Acı dişini ruhuma geçirip enerjimi sömürürken ondan almak istediğim bir intikam bile yoktu. Acımı içimde yaşamaktan bıkmıştım ama çığlıklar atmak bana göre değildi. Onun için döktüğüm damlalar bile özeldi. Kıskanırdım, paylaşamazdım. Tabii bu akşamdan önce. Onun için ağlamaya değmezdi, artık değmezdi; yalnızken bile.

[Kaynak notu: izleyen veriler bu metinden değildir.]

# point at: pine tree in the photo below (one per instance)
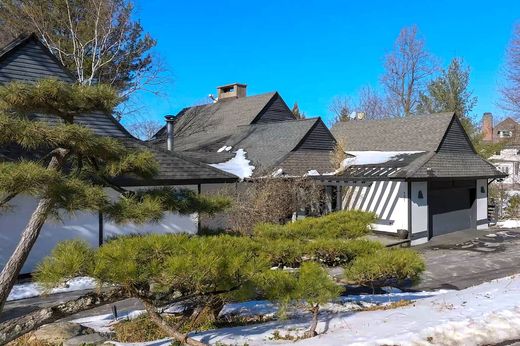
(67, 167)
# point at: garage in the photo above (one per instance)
(452, 206)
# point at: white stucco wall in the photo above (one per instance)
(388, 199)
(77, 226)
(482, 202)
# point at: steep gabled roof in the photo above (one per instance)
(27, 59)
(428, 146)
(262, 125)
(422, 132)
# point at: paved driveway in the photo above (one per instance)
(468, 258)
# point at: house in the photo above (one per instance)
(420, 175)
(250, 136)
(27, 59)
(507, 159)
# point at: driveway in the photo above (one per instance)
(469, 258)
(454, 261)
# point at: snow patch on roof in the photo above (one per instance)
(373, 157)
(224, 148)
(238, 165)
(312, 172)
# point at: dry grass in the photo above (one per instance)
(24, 341)
(393, 305)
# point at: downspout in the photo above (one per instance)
(410, 211)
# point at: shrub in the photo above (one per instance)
(332, 252)
(513, 207)
(385, 265)
(342, 224)
(311, 286)
(68, 259)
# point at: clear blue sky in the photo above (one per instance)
(311, 51)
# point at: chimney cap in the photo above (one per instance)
(231, 85)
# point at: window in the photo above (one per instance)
(505, 134)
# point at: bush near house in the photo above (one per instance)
(206, 272)
(513, 207)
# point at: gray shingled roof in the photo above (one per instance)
(419, 133)
(415, 133)
(204, 127)
(266, 144)
(175, 168)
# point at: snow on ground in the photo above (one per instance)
(238, 165)
(508, 224)
(30, 289)
(483, 314)
(351, 303)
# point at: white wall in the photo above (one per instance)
(482, 201)
(388, 199)
(77, 226)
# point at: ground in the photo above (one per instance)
(455, 262)
(468, 258)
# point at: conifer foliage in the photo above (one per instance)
(67, 167)
(203, 273)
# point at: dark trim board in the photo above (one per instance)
(162, 182)
(420, 235)
(482, 222)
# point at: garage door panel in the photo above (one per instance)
(451, 206)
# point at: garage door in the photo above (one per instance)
(451, 206)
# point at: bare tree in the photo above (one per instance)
(341, 107)
(144, 129)
(407, 68)
(373, 104)
(511, 91)
(97, 40)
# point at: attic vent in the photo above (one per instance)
(235, 90)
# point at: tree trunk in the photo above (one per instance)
(15, 263)
(15, 328)
(165, 327)
(314, 322)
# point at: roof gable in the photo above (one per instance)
(275, 110)
(421, 132)
(27, 59)
(317, 138)
(456, 138)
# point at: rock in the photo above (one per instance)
(57, 333)
(88, 339)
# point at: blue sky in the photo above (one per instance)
(311, 51)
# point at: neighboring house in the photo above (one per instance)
(507, 159)
(27, 59)
(251, 136)
(419, 174)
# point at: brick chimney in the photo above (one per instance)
(487, 127)
(235, 90)
(170, 120)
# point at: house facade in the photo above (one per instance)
(507, 159)
(27, 59)
(420, 175)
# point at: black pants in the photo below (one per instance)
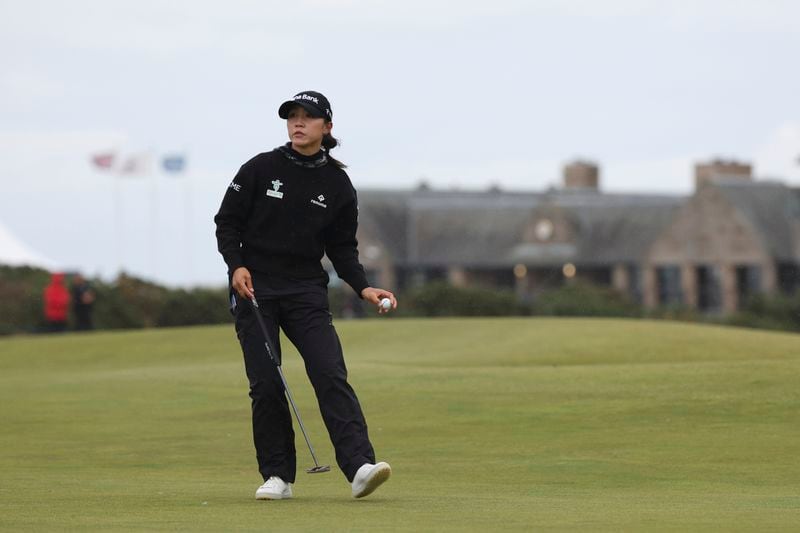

Zar zor aldığım anahtarımla birlikte, ne tarafa çevireceğime emin olamadığım kilitle bir cenge giriştik. Sonunda kapım açıldığında karanlık koridor boyunca ilerledim. Duvarlar üzerime yıkılıyor, nefesimi kesiyordu sanki. Arkamdan gelmemişti, kendini savunmaya da çalışmamıştı. Muhtemelen bilmediğimi sandığı için yarın sabah gelecekti.
Yarın sabah, bu gece bir başkasıyla sevişmemiş gibi gelip bana sarıldığını düşünmek canımı daha çok yaktı. Burada kalamazdım, onu görmeye, söyleyeceği yalanları dinlemeye hazır değildim. Olmayacaktım da.
Bir yere gitmek istiyordum, içimdeki ateşe iyi gelecek, soğuk... Neresi bilmiyordum.